Footsteps approached. The air shifted, the scent of blood riding in on a colder draft.

A giant entered—easily over two meters tall, shoulders as broad as a door. He took in the room with a single, slow glance.

"…I know it's obvious," he rumbled, "but were you the one who did this?"

"Yes," Shin said.

"I know there's no point in asking, but why are you naked?"

"I woke up like this."

The giant barked a laugh and reached over his shoulder. He drew a massive sword, the blade thicker than Shin's arm. It looked like it could crush as much as cut.

"Are you a kidnapper too?" Shin asked.

"What's the point of asking? It won't change what happens next."

"…True."

"Then die."

He moved like a falling tree, and the blade howled through the air. Shin twisted aside. The cut passed close enough to stir his hair and detonated the tables and chairs behind him.

"You dodged," the giant said, eyes brightening. "But now—die!"

This one would land.

"≪Soft Shield≫."

A yielding pane of force bloomed between Shin and the descending edge. The greatsword hit—and stopped, wrapped in a pliant wall of mana, inches from Shin's face.

"…What!?"

The giant recovered fast and hammered again. The result didn't change. ≪Soft Shield≫ flexed and bled the force away. Brute strength wouldn't break it.

Surprise curdled into irritation in the giant's eyes.

Shin countered.

"≪Mashougeki≫."

His own technique—Magic Bullet woven into Shock Wave, a compressed slug of mana fired point-blank.

It struck the giant in the torso. The impact rolled through him like thunder. His sword flew, he spun end over end, and he hit the far wall hard enough to crack stone before dropping in a heap.

Strong. Far stronger than the common thugs.

Stronger than Grandfather or Uncle? No—there was no comparison. They were chosen by divinity itself; they bore Godhood's grace. This man was only human.

Heat flushed Shin's skin. His hands trembled.

He had used magic as he'd imagined it—clean circuits, proper output—and it had worked. Relief swelled into a fierce, quiet pride.

This was magic.

"Now… I can finally get it."

He steadied his fingers and reached for the grimoire.

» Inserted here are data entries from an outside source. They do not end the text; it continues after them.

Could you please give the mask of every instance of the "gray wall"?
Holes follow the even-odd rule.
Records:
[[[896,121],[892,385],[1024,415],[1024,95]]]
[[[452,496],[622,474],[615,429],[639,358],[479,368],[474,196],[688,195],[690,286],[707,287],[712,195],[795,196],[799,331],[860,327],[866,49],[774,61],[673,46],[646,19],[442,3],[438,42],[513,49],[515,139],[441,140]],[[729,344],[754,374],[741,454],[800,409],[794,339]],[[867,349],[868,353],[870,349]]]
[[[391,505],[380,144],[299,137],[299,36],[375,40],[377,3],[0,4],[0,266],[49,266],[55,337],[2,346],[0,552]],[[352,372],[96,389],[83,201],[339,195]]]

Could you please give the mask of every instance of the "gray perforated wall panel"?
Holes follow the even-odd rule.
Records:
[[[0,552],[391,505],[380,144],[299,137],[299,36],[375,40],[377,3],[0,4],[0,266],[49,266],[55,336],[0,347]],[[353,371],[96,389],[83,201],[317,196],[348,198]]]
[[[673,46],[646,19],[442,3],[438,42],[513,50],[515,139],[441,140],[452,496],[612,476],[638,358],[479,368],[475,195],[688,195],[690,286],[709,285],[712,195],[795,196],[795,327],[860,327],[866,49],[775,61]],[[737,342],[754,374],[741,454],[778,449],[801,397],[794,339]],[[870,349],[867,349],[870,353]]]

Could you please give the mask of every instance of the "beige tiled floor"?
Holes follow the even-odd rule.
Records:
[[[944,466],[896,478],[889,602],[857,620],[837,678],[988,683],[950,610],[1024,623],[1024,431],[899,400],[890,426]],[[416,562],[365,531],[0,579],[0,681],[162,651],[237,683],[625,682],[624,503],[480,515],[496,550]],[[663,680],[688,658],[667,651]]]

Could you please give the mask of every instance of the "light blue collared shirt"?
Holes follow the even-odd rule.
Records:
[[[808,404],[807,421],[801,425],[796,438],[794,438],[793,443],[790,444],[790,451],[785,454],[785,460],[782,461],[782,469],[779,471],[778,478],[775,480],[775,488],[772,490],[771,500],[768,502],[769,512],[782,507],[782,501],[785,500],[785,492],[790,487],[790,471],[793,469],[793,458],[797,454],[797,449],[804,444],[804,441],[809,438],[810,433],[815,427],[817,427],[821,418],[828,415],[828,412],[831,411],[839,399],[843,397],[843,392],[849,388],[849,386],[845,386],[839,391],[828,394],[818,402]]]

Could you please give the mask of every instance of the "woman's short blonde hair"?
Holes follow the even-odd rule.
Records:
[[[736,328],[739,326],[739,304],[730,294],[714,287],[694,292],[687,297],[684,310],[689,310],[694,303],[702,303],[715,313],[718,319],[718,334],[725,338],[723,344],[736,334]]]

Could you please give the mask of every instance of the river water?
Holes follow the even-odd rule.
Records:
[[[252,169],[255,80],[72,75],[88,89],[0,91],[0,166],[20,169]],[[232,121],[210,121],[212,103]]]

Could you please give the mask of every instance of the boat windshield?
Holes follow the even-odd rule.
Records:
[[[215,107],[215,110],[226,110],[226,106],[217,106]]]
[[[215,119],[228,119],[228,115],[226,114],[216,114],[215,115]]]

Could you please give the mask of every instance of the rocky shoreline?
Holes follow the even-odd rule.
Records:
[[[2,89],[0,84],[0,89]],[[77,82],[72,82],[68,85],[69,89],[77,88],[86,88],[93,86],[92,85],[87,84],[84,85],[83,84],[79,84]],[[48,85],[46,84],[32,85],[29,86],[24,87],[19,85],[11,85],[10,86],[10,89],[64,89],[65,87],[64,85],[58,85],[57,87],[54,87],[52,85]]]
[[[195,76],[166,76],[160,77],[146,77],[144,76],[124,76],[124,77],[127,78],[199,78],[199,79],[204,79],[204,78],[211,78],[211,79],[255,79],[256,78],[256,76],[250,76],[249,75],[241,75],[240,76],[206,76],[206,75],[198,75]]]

A strange, rasping whirr carried from the breach the first knife-man had made in the interior wall. The air shifted. A thick, feral scent rolled in—musky, hot, and wrong.

"An animal…?"

Boars and wild dogs sometimes wandered near the shack he'd lived in. This was similar, but heavier, sharper—predatory.

A hulking shape padded out of the hole. Black fur drank the firelight. A ragged mane bristled. Massive claws scraped stone. Murder looked out from golden eyes.

"A monster…?"

Not a simple beast. In this world, monsters were mankind's natural enemies, driven to the edges of the world by heroes long ago.

"Grrrrrrrrrrrr!"

A Black Lion—larger than any horse—lowered its head and growled. The image from old picture books snapped into place. The name rode up from memory.

Black Lion.

Just when he thought the worst was over.

He'd only just left home, and luck had decided to test him immediately.